И архидьякон сдался:
— Обещаю…
***
Люциус покинул комнатку Ребекки с чувством огромной тяжести на душе. Ему не удалось познать смысла в поступке этой девочки, как не удалось и уговорить ее вернуться домой. Но в коридоре, прямо у дверей ее комнаты, он столкнулся с развлекавшим Ребекку сказками мечтателем; тот светло улыбнулся архидьякону и сказал:
— Души женщин, — даже самых маленьких из них, — всегда в полете, а мужские, привязаны к земле и взлетают лишь настолько, насколько позволяет удерживающая их веревка.
Люциус посмотрел на него с недоумением.
— Однако ваши фантазии и рассуждения говорят о заоблачных далях ваших взлётов.
— Значит мой поводок длиннее высоты полета иной женщины, только и всего.
— Счастливец! — почти позавидовал священник. — Вы можете видеть их души свысока. А что делать остальным, знающим женщин много хуже?
— Просто не пытайтесь понять всех ее мыслей, — отозвался мечтатель, исчезая в комнате Ребекки, — а когда она просит чего-то странного, обязательно исполните ее желание.
— Обещаю… — вновь проговорил Люциус и ушел из Дома скорби уже с гораздо меньшим грузом.
Глава XXXI. Ритуал
Архидьякон приступил к выполнению своего обещания незамедлительно — в тот же, оказавшийся холодным и дождливым, вечер.
«Ее семья живет здесь неподалеку», — вспомнил он слова сказанные констеблем в таверне на Тайберн, и тут же отправился на эту нерадостную площадь.

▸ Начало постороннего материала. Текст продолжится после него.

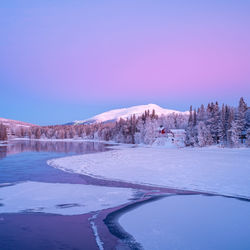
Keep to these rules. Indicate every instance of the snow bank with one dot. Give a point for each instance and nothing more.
(65, 199)
(216, 170)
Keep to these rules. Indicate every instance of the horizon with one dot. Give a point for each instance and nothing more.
(194, 107)
(70, 61)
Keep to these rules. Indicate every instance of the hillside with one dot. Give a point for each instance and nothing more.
(116, 114)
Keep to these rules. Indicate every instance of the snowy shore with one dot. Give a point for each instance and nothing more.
(214, 170)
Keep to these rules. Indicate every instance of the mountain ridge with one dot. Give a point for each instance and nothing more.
(116, 114)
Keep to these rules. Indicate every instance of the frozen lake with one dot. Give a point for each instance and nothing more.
(174, 222)
(190, 222)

«Ребекку здесь знают все», — прозвучала из уст Дэве в том разговоре еще одна фраза; и она себя оправдала: первый же встреченный Люциусом прохожий указал ему на высившийся в соседнем квартале дом, где по его словам и проживала семья Эклипс. Впрочем, жили они, как оказалось, не собственно в доме, а лишь в крохотной квартирке на верхнем этаже его, но, тем не менее, нужный адрес архидьяконом был найден весьма скоро. Однако когда перед Люциусом отворилась пронзительно заскрежетавшая хлипкая дверь, и он переступил порог этой по-настоящему жалкой квартиры, в голове его всплыли слова, так недавно сказанные маленькой Ребеккой в приюте умалишенных и оказавшиеся горькой правдой: «Дома не намного лучше».
Действительно, жилье Эклипсов явственно указывало на то, что хозяева его находятся если еще не на грани нищеты, то через край бедности уже переступили. Здесь была кое-какая мебель, но в ее удобстве и прочности возникали сомнения, здесь были заметны попытки поддержания чистоты и уюта, но они почему-то были заброшены. В этой квартире, — маленькой, холодной, неубранной, — еще не наблюдалось нужды, но словно бы поселилась… безнадежность.
— Вы живете здесь одна? — представившись и осмотревшись, тихо спросил архидьякон у, присевшей в реверансе и пропустившей его в унылое жилище, мамы Ребекки — Анны Эклипс — той самой женщины, о которой у Люциуса в театре сложилось впечатление как о не внушающей симпатий, но на самом деле оказавшейся довольно привлекательной особой. Впечатление от ее внешности, портили, пожалуй, только излишняя худощавость и никуда не годное, бросовое платье, но, то был отпечаток, наложенный на нее незавидным положением в обществе, а не природой.
— Генри ушел в Собор святого Павла, — ответила она, почему-то отворачиваясь, но по голосу Анны Люциус заметил, что его невинный вопрос чем-то сильно расстроил ее: к горлу молодой женщины словно подступил комок вот-вот долженствующий вызвать из ее глаз слезы. — Помолиться и поставить свечки… во здравие.
Архидьякона неприятно кольнуло то, что Анна произнесла слово «свечки», — во множественном числе, — но уточнить, почему она это сделала, он не успел: дверь за его спиной вновь издала неприятно скользнувший по душе звук, и в квартиру вошел мужчина.
— Отец Люциус здесь? — вопросил он, еще с порога. — Это правда?